Fortunately, we found a hint by looking at (click) one step deeper into the existing verbs library. (click) When the app issues verbs call, the verbs library outputs serialized parameter before it sends a corresponding NIC command. This means that the complexity of verbs call arguments can be simplified internally by the library.
So, based on this observation, (click) we decouple the freeflow layer into two parts called freeflow router and freeflow library and makes the VNIC as an interface between them. (click) Our shim layer intercepts the serialized output of full-fledged verbs library instead of intercepting App facing APIs. (click) Then, we make it to forward the call to virtual nic on the freeflow router. (click) This way, verbs calls can be forwarded correctly without explicit serialization.
The second challenge is that how to synchronize shadow memory with corresponding apps’ memory region in the data path. (click) As mentioned earlier, the shadow memory is a copy of application’s memory region and NIC directly accesses the shadow memory. (click) And those memory regions must be synchronized for correct data path operations. (click) We observe that the synchronization is not trivial because of the characteristics of RDMA operation. Let me explain this challenge with an example.
Let’s assume the container 1 wants to write contents in its memory region, MEM-1, to another memory region, MEM-2, on container 2. So, when the write request has been issued, the FreeFlow router needs to somehow copy the data from MEM-1 to the shadow memory, (click) And then the NIC will read from the shadow memory and transmit it to the NIC on the other side, (click )Then the receiver NIC put the data to S-MEM-2 without CPU involvement. (click) Since there is not signal, the freeflow router does not know when it should copy the data from the shadow memory to app memory. (click) One straightforward solution would be to explicitly synchronize two memory regions. But it's not efficieint or effetive. (click) But if it is too frequent, it would consume excessive amount of CPU cycles and memory bandwidth. If the frequency is too low, the app can end up with reading wrong data. Both results are undesirable. So how can we solve this problem?

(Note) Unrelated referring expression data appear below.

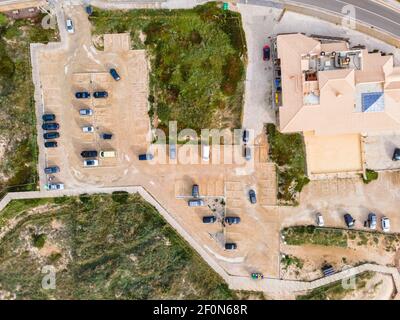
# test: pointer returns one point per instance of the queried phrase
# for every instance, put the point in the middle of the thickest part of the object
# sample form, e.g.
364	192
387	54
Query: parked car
172	151
266	53
88	129
50	144
69	25
196	203
100	94
246	135
89	154
230	246
257	276
195	191
372	220
349	220
89	10
232	220
51	135
51	170
108	154
50	126
115	74
320	220
145	156
90	163
49	117
85	112
205	152
247	153
396	154
55	186
209	219
106	136
82	95
385	224
252	196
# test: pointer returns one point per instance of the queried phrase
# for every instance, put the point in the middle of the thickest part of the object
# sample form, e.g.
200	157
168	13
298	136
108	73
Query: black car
100	94
252	196
246	136
209	219
52	169
349	220
89	154
230	246
232	220
396	154
82	95
49	117
145	156
50	126
115	74
247	153
106	136
195	191
50	144
51	135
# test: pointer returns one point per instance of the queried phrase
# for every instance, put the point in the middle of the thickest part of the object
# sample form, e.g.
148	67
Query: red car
266	53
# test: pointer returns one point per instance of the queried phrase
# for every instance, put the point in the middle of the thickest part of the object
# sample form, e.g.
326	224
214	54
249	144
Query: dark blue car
51	135
100	94
50	126
115	74
49	117
52	169
82	95
50	144
232	220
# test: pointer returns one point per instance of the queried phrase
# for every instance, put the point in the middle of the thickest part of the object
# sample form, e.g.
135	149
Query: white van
205	152
108	154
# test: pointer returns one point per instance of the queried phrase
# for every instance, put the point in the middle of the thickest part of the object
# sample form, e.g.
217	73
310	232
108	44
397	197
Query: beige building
335	95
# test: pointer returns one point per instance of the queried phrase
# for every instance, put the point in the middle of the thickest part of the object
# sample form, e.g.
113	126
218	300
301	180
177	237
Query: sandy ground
124	113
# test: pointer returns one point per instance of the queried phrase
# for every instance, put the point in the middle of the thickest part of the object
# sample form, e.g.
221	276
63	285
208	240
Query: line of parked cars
370	223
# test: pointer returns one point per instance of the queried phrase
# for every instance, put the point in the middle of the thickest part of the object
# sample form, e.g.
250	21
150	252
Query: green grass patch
336	291
288	152
303	235
108	247
197	62
17	110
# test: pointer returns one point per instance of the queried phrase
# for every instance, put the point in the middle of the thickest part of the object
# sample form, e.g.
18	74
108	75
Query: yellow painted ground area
333	154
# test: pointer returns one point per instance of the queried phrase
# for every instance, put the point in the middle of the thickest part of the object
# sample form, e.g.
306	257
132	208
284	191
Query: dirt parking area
379	151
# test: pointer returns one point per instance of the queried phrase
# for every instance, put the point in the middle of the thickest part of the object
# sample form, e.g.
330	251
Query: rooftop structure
329	88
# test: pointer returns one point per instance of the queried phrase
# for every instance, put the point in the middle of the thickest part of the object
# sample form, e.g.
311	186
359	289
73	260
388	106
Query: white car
70	26
88	129
55	186
320	220
385	224
91	163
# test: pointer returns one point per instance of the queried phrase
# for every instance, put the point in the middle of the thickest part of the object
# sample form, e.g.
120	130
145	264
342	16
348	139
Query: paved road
366	11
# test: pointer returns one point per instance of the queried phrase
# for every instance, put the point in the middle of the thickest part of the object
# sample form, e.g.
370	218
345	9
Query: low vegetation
197	60
18	149
102	247
288	152
370	175
301	235
336	290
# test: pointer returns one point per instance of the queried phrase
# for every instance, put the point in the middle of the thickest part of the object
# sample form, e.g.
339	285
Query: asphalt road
366	11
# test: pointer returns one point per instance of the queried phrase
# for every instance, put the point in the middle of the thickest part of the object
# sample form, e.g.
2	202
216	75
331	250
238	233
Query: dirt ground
124	113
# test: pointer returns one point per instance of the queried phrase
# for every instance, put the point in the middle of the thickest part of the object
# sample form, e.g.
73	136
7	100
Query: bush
370	175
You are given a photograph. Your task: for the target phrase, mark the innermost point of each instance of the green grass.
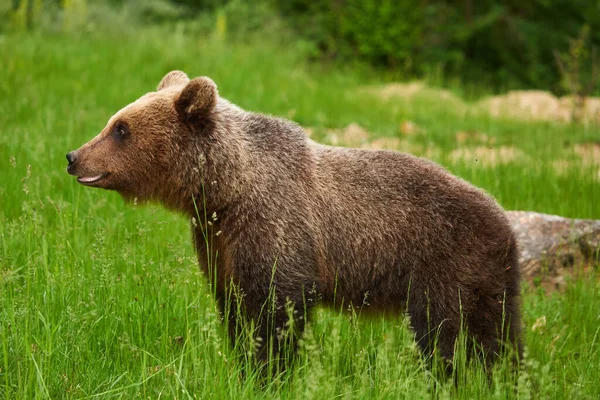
(101, 299)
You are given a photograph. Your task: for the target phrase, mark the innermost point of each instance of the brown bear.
(281, 223)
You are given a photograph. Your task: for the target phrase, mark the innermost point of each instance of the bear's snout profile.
(296, 223)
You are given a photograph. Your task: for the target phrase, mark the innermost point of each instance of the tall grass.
(99, 299)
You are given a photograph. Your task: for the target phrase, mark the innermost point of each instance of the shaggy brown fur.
(376, 229)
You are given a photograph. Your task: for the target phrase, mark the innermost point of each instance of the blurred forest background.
(509, 44)
(105, 300)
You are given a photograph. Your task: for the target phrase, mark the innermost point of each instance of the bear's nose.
(71, 157)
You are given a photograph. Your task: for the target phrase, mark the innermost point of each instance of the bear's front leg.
(273, 310)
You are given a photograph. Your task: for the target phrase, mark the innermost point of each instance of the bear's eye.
(120, 130)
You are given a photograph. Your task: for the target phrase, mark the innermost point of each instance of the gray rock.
(552, 246)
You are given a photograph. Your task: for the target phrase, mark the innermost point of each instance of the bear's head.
(143, 152)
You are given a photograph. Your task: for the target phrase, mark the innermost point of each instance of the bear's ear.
(197, 99)
(173, 78)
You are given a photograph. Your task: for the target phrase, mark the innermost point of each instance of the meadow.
(99, 299)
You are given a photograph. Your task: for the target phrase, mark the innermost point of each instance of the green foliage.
(105, 300)
(497, 42)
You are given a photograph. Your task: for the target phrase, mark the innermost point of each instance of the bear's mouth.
(90, 180)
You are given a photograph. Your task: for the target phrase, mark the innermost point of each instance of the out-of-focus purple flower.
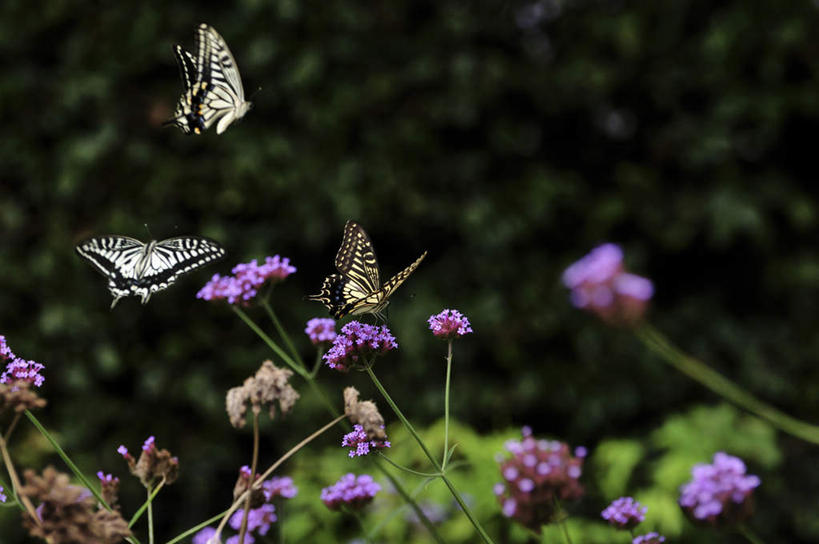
(246, 280)
(357, 343)
(203, 536)
(449, 324)
(537, 473)
(649, 538)
(720, 493)
(624, 513)
(600, 284)
(279, 487)
(360, 443)
(350, 492)
(259, 519)
(321, 330)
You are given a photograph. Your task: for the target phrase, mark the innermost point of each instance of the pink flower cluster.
(600, 284)
(537, 473)
(246, 280)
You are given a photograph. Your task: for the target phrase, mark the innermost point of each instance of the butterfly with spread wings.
(357, 288)
(213, 88)
(134, 268)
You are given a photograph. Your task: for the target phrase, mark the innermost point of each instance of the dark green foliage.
(684, 130)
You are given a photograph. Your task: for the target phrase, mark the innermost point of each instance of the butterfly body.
(134, 268)
(357, 288)
(213, 87)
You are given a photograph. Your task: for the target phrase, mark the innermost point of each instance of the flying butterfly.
(357, 288)
(135, 268)
(213, 88)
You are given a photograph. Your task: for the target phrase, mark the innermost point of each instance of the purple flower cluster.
(537, 473)
(650, 538)
(361, 443)
(357, 343)
(246, 280)
(600, 284)
(321, 330)
(719, 493)
(351, 492)
(624, 513)
(449, 324)
(18, 369)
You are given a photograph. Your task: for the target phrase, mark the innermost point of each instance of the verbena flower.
(624, 513)
(246, 280)
(720, 493)
(537, 473)
(360, 443)
(351, 492)
(600, 284)
(649, 538)
(357, 344)
(449, 324)
(321, 330)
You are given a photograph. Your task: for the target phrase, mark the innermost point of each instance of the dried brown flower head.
(67, 512)
(364, 413)
(19, 396)
(267, 386)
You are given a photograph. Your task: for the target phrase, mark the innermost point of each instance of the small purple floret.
(350, 491)
(449, 324)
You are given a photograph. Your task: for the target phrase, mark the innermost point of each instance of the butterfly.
(134, 268)
(357, 289)
(213, 88)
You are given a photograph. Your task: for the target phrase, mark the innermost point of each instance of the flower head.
(720, 493)
(350, 492)
(650, 538)
(360, 443)
(357, 343)
(270, 384)
(321, 330)
(600, 284)
(624, 513)
(449, 324)
(246, 280)
(537, 473)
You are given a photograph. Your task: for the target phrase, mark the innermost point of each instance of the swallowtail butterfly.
(213, 88)
(357, 289)
(134, 268)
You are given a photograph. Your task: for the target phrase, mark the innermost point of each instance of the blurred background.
(507, 139)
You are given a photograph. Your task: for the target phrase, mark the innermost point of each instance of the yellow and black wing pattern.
(357, 289)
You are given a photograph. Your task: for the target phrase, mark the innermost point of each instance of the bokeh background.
(507, 138)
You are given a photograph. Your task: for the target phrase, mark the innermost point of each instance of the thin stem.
(749, 535)
(15, 483)
(146, 504)
(405, 469)
(253, 461)
(150, 516)
(298, 369)
(446, 404)
(282, 333)
(411, 429)
(724, 387)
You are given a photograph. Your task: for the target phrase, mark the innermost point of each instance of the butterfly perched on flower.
(357, 288)
(135, 268)
(213, 88)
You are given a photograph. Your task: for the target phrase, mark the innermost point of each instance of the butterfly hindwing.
(134, 268)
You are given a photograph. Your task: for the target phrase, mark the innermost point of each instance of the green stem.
(146, 504)
(282, 333)
(411, 429)
(298, 369)
(748, 534)
(724, 387)
(446, 404)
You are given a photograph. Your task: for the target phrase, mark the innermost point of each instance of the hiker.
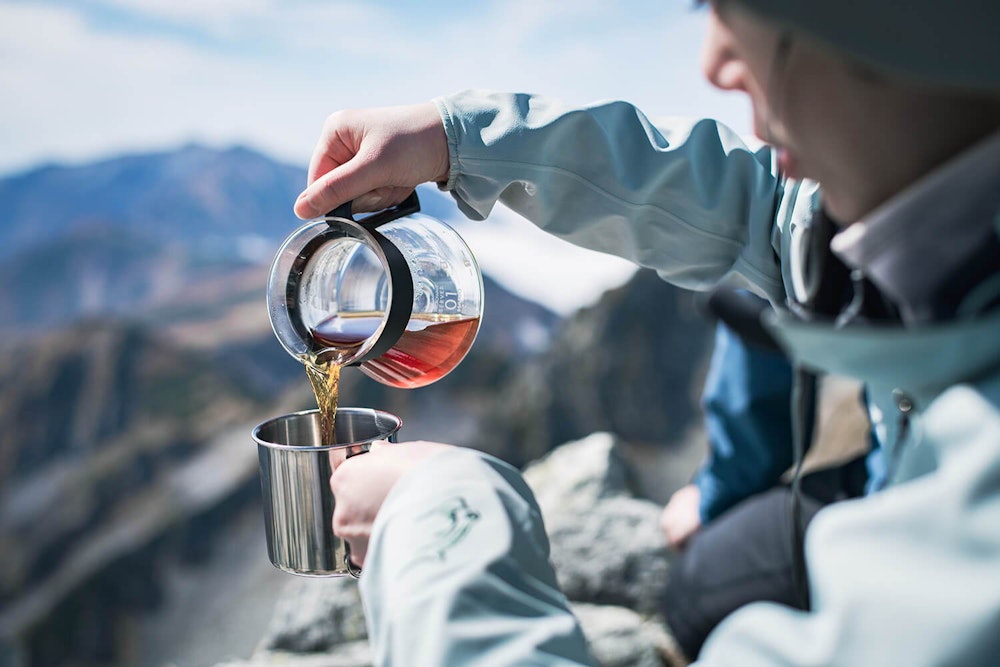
(890, 275)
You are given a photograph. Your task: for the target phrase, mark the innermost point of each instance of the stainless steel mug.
(295, 469)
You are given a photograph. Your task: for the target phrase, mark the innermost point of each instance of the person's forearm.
(457, 572)
(691, 200)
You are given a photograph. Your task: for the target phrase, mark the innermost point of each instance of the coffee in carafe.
(397, 294)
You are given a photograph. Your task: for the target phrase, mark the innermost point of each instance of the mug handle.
(406, 207)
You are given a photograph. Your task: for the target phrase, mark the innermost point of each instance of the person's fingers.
(356, 177)
(359, 550)
(378, 445)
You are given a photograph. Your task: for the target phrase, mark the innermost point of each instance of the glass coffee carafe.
(397, 293)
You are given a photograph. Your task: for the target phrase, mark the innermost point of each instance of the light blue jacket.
(457, 571)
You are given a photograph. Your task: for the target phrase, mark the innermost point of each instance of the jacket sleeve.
(688, 199)
(906, 577)
(458, 572)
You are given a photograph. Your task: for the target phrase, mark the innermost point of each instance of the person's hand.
(360, 484)
(681, 517)
(374, 157)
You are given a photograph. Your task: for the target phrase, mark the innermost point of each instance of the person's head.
(857, 113)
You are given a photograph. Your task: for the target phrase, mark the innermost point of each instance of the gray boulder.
(619, 637)
(607, 545)
(607, 549)
(316, 615)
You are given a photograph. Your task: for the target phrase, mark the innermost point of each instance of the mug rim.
(323, 448)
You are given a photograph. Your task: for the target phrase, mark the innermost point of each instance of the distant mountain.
(632, 365)
(195, 195)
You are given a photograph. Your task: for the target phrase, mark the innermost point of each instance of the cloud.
(115, 75)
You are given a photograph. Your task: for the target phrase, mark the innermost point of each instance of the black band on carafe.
(401, 300)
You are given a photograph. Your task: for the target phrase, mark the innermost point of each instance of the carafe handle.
(406, 207)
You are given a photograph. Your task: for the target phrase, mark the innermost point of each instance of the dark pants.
(744, 556)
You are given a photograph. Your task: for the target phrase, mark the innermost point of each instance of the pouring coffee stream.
(397, 293)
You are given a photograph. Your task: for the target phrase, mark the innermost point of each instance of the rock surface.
(607, 549)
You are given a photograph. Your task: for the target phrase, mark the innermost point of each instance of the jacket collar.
(921, 361)
(915, 246)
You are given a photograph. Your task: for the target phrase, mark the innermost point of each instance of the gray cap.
(948, 43)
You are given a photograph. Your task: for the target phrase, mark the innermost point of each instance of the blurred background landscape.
(151, 154)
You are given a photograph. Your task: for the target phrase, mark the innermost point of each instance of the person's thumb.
(341, 184)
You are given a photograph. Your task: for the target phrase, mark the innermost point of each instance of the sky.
(85, 79)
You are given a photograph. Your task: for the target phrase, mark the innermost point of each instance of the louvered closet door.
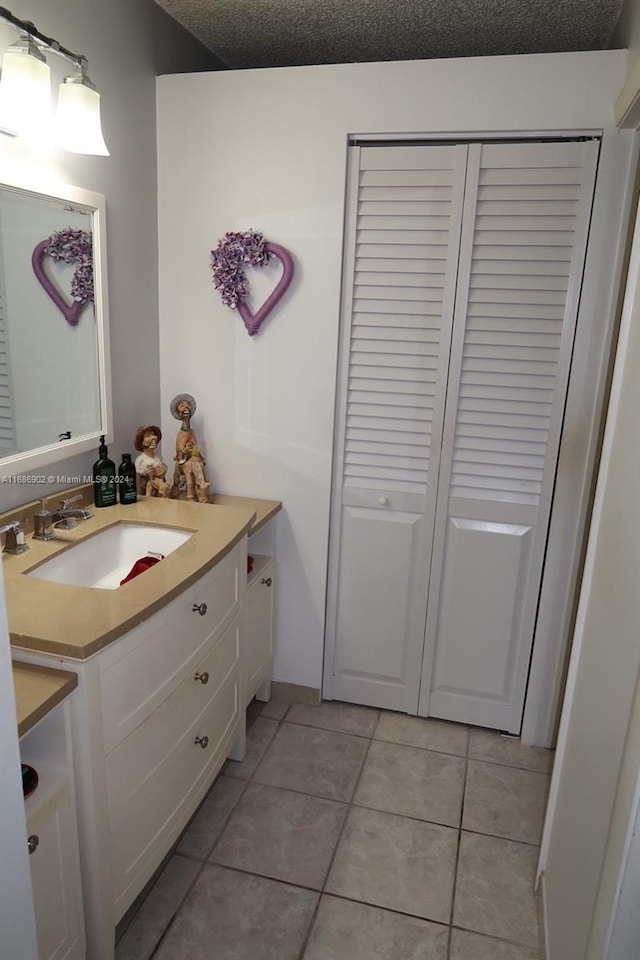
(525, 225)
(402, 244)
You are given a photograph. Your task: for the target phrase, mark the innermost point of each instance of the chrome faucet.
(43, 523)
(67, 516)
(14, 542)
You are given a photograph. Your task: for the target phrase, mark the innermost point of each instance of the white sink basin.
(105, 559)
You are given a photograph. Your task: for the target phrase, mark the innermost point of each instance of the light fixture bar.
(49, 42)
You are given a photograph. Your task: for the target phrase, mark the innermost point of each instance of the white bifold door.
(463, 267)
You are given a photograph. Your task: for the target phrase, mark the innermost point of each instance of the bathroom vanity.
(165, 667)
(45, 744)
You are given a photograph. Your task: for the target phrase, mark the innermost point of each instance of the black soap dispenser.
(127, 480)
(104, 478)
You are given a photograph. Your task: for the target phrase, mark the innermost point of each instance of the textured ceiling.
(276, 33)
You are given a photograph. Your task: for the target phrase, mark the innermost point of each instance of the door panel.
(462, 277)
(484, 577)
(401, 255)
(524, 233)
(375, 621)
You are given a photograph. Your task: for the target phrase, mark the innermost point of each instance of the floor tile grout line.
(391, 813)
(349, 805)
(362, 736)
(493, 936)
(205, 862)
(457, 860)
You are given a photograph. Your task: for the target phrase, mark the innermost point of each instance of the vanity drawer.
(155, 658)
(149, 807)
(138, 760)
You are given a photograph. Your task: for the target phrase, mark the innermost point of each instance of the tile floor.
(349, 833)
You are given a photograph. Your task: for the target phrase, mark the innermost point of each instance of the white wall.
(267, 149)
(128, 42)
(627, 34)
(597, 741)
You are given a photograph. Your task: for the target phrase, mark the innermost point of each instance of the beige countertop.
(77, 622)
(38, 690)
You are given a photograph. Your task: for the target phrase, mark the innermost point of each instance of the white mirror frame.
(21, 463)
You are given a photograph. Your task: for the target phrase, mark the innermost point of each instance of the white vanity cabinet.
(155, 715)
(170, 698)
(53, 839)
(258, 650)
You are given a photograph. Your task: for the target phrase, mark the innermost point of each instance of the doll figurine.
(189, 460)
(150, 468)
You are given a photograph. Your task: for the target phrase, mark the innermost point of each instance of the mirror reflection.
(49, 337)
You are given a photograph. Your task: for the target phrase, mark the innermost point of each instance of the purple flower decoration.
(228, 261)
(75, 246)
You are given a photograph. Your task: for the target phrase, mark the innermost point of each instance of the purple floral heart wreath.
(228, 260)
(234, 253)
(74, 246)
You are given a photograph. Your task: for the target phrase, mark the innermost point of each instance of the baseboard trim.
(543, 943)
(294, 693)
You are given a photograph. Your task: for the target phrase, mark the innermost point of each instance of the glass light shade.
(78, 126)
(25, 94)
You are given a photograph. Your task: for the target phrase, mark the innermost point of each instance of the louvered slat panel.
(393, 265)
(526, 217)
(403, 273)
(380, 278)
(407, 252)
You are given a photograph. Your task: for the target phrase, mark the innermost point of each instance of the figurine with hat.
(189, 460)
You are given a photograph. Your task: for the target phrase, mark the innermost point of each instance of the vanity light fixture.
(25, 89)
(25, 93)
(78, 126)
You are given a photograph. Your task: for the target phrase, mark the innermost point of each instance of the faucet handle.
(65, 503)
(14, 540)
(42, 523)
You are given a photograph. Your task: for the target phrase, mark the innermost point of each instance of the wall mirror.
(55, 396)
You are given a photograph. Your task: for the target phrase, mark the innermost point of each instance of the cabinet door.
(55, 882)
(258, 651)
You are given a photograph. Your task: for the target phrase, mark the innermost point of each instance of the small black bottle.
(104, 478)
(127, 480)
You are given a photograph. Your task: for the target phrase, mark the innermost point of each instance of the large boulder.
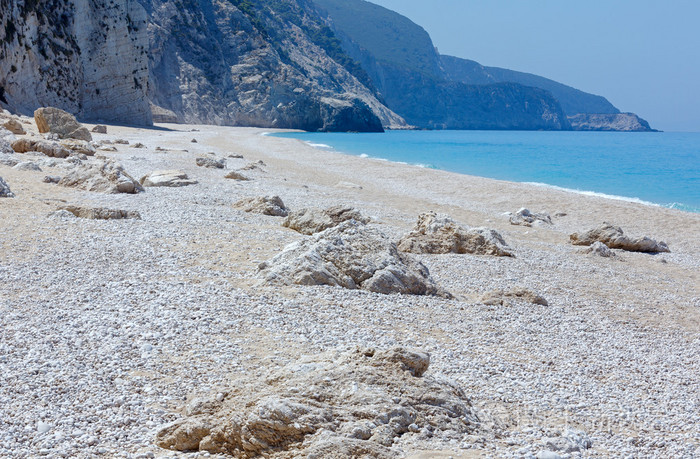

We observe an opportunity from the fact that containers in the same host machine are just processes and they can share memory regions. (click) Since both FreeFlow router and applications are running on different containers but on the same host, (click)they can share memory space by locating them in the same physical memory region.
Now we know that apps regions and the shadow memory can be allocated on the shared memory space. (click) then the question is how can the app allocate its memory region to shadow memory space? (click) FreeFlow provides two methods for this: (click) The first method is to allocate apps memory buffer using FreeFlow’s memory allocation API so that FreeFlow allocates the apps memory buffer in the shared memory region. It requires some amount of application code modification. (click) The second method is to re-map app’s memory space to shadow memory region. While it does not need code modification, it requires application’s memory buffer to be page-aligned. From our experience, many RDMA applications already make their data buffer page aligned, so the freeflow router can just remap the bufferwithout code modification. Because each method has different trade-off we provide both methods for developers.
So, the end result is the system, FreeFlow that allows you to combine those two great technologies, containerization and RDMA. In particular, We introducing the freeflow router with two key ideas: **First, we leverage the internal structure of verbs library to forward verbs call efficiently. **Second, we design a zero-copy synchronization in data path and provide two different methods for developers. **As a result, FreeFlow can achieve near native RDMA performance for containers while achieving isolation and portability as we will see next couple slides.
We implemented FreeFlow library by modifying the user-space verbs libraries and drivers. And we implemented FreeFlow router in C++. (click) Our testbed consists of two servers equipped with RDMA-capable NIC. We used docker as a container solution.
One nice thing about RDMA is that it provides a latency of single digit microseconds which is incredibly valuable for latency-sensitive applications. So, We first measure the latency of RDMA operatio. Two containers were running on different hosts. (click) This graph shows the RDMA WRITE lantecy.. And X-axis is message size and Y-axis is the latency. ((click) We can see that compared to the native RDMA case, FreeFlow adds at most .4 us of extra latency The extra delay is mainly due to the IPC between the FreeFlow library and FreeFlow router.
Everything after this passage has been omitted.